Die praktischen Probleme, die bei der Christianisierung auftraten, waren größer als erwartet: Die Spanier verfügten über keinerlei Kenntnisse bezüglich der indianischen Religionen, im Gegensatz zu den ihnen bekannten (Judentum, Islam), mit denen es schon einen jahrhundertelangen Prozess der Auseinandersetzung gegeben hatte und mit denen das Christentum immerhin den auf gemeinsame Wurzeln zurückgehenden Monotheismus teilte. Hierin unterschieden sich die neuweltlichen Religionen grundsätzlich von den europäisch-mediterranen, verfügten sie doch in der Regel über ein ausgedehntes Pantheon. Unverständlich musste den Spaniern auch die gesamte Kosmologie der Indianer, ihre Auffassungen über Raum und Zeit, die Rolle des Menschen in ihnen sein. In diese z.T. äußerst komplexen indianischen Weltbilder sollte nun der christliche Glaube als wesentliches Element der Organisation einer kolonialen Gesellschaft installiert werden. J. Jorge Klor de Alva beschreibt die Schwierigkeiten, die das mit sich brachte mit Bezug auf Neu-Spanien (Mexiko) wie folgt: Man kann sich kaum ein schwierigeres Projekt vorstellen: politischer und religiöser Widerstand, demographische Verhältnisse, Sprachbarrieren, kulturelle Fremdheit und ausgedehnte geographische Räume standen dem im Wege und die Spanier hatten wenig Präzedenzfälle, denen sie folgen konnten. Weder die Konfrontation mit Häretikern, Glaubensabtrünnigen oder Nicht-Christen zu Hause, noch ihre Erfahrungen mit den segmentären Stammes- und Häuptlingtums- [Chiefdom-] Gesellschaften im karibischen Raum, hatten sie auf die Begegnung mit den Stadtstaatgesellschaften Neu-Spaniens vorbereitet. In Zentralmexiko unterschieden sich die kulturellen, Regulations- und Sicherheitsinteressen deutlich von denen in Spanien; dort [in Spanien, d. Verf.] gab es nicht nur eine Auswahl von effektiven Mechanismen sozialer Kontrolle, die in der Neuen Welt nicht einfach übernommen werden konnten, sondern die ethnische Vielfalt auf der iberischen Halbinsel tendierte eher zu einem Zustand staatsbürgerlicher Einheitlichkeit, als die politische Stabilität und kulturelle Lebensfähigkeit der Gesellschaft herauszufordern, wie es in Mexiko regelmäßig der Fall war.

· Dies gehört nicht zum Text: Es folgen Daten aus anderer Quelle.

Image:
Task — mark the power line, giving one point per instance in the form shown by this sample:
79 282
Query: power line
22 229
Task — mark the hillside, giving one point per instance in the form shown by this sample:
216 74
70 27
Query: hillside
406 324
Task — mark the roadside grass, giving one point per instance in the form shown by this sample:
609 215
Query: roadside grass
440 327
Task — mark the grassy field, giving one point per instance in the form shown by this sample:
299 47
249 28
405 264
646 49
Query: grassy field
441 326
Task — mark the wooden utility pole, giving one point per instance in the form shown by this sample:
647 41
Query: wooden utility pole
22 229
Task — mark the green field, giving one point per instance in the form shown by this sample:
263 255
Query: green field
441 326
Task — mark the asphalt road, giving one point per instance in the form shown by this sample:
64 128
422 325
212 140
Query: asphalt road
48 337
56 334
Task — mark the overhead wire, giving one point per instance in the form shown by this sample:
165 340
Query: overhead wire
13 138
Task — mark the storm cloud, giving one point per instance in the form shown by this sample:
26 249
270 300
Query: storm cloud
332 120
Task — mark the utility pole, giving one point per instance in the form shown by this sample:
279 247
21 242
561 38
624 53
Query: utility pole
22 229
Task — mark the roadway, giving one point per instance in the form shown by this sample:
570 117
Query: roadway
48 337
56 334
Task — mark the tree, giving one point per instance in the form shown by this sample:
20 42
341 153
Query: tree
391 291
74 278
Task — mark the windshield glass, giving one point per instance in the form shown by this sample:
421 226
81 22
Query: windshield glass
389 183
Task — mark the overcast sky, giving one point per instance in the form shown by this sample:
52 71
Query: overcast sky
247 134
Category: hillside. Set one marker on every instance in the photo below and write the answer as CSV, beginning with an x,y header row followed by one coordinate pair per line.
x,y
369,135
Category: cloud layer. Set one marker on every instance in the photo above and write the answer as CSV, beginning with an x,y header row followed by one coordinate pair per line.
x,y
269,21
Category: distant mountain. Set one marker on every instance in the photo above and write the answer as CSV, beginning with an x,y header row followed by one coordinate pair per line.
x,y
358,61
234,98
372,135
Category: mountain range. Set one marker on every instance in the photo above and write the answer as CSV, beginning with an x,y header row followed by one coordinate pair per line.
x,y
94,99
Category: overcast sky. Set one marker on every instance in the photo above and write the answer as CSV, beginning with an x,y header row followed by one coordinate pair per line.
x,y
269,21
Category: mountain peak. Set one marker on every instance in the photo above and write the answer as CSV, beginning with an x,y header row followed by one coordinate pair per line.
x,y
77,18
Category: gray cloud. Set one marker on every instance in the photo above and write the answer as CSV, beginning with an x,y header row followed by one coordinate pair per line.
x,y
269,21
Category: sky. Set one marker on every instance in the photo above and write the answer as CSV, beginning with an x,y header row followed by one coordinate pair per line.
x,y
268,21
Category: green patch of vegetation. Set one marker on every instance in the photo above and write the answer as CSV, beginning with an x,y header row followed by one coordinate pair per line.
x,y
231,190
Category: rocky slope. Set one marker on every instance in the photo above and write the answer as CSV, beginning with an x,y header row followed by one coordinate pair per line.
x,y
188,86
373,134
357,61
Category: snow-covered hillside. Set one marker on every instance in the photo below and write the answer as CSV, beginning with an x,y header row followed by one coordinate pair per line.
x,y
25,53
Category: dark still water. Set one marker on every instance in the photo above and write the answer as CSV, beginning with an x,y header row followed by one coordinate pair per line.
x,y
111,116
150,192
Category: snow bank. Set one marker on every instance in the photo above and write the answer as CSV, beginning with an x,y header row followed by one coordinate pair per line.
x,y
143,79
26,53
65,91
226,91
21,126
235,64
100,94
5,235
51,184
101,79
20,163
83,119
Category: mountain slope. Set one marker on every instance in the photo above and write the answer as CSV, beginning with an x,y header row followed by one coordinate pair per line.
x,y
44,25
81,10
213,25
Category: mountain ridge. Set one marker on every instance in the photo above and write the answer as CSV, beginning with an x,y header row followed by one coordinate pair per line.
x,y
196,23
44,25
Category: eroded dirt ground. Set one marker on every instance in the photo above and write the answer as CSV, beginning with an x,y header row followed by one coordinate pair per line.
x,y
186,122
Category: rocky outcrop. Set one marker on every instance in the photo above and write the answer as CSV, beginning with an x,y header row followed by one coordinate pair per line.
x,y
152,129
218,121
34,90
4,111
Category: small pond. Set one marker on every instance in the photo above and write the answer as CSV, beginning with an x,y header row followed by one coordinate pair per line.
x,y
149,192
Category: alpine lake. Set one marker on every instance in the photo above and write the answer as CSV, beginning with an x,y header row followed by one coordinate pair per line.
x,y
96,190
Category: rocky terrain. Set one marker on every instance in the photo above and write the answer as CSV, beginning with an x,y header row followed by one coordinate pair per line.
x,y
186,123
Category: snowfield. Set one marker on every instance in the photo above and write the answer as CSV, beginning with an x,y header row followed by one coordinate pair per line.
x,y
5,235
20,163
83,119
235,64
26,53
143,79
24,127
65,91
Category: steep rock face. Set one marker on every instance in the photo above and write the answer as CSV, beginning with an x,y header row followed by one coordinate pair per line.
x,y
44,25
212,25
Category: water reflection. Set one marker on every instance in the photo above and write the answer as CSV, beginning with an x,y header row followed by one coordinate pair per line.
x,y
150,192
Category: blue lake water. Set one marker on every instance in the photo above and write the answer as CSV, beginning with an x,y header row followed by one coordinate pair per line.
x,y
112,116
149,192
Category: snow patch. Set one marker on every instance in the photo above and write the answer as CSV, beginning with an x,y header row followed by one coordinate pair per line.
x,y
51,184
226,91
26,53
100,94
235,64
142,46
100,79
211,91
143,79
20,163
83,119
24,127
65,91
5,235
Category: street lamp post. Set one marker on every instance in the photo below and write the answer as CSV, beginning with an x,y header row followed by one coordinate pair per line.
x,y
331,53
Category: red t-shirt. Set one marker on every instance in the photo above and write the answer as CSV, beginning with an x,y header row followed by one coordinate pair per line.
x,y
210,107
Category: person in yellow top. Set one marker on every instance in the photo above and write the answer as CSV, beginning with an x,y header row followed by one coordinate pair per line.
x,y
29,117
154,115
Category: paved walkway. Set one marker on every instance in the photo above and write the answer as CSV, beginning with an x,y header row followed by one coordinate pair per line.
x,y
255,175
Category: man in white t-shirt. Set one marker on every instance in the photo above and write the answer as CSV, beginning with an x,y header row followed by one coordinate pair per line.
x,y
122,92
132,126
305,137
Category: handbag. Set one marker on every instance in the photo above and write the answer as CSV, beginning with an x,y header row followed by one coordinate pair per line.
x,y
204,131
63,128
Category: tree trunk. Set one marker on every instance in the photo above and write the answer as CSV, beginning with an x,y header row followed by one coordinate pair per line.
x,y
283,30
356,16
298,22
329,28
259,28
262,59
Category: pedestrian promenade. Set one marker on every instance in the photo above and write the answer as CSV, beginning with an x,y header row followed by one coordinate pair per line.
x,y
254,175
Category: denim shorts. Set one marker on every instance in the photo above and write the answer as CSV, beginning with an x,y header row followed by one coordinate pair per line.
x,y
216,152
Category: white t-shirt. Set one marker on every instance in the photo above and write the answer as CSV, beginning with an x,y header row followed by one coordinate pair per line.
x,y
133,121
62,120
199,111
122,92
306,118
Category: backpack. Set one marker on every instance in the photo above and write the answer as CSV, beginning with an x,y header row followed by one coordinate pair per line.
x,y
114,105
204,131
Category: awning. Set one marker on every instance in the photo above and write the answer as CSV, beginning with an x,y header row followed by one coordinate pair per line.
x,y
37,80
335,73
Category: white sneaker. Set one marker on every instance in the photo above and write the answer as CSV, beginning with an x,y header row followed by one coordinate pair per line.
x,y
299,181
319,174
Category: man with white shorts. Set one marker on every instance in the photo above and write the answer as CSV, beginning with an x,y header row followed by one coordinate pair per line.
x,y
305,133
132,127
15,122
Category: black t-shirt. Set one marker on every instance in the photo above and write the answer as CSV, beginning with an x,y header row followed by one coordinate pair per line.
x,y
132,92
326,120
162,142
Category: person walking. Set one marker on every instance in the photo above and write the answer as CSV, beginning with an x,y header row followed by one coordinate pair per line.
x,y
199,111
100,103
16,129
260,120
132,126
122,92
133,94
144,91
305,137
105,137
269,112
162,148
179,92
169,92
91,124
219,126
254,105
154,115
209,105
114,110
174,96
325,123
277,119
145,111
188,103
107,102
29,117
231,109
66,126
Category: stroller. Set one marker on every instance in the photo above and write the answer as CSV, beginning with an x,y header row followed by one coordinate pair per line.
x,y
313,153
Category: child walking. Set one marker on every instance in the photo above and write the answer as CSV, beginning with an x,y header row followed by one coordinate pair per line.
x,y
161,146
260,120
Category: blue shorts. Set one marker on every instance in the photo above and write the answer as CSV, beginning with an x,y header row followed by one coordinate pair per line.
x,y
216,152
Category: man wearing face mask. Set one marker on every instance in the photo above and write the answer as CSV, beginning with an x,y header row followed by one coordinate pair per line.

Über die Ergebnisse der Christianisierung der indianischen Bevölkerung gibt es unterschiedliche Auffassungen. Unübersehbar ist das Element des Synkretismus in ihrer heutigen Religion, d.h. der Verschmelzung von christlichen Formen und Inhalten mit solchen aus den ursprünglichen indianischen Religionen. Die aktuelle Debatte über die Bewertung dessen ist zugleich ein Streit über den Erfolg oder das Scheitern der Christianisierung. Die beiden gegensätzlichen Positionen können hier nur angerissen werden. Die eine besagt, dass das Christentum in seiner synkretistischen Form ein Kompromiss aller Kulturen im kolonialen Mexiko war und zugleich Mechanismus der Akkuiteration und sozialen Kontrolle Spaniens. Die gegensätzliche These vertritt die Auffassung, der Einfluss der christlichen Religion sei minimal geblieben; statt dessen hätten die vorkolonialen Inhalte in christlichen Formen überlebt und die heutige Religion der indigenen Bevölkerung sei demzufolge Ausdruck eines jahrhundertelangen passiven Widerstandes. Im Sinne des Gegenstandes dieser Arbeit besteht ein Interesse an der Problematik, weil mit ihr die Auseinandersetzung über den Erfolg der Inquisition als Herrschaftsmechanismus zusammenhängt, die im folgenden Abschnitt eine Rolle spielt.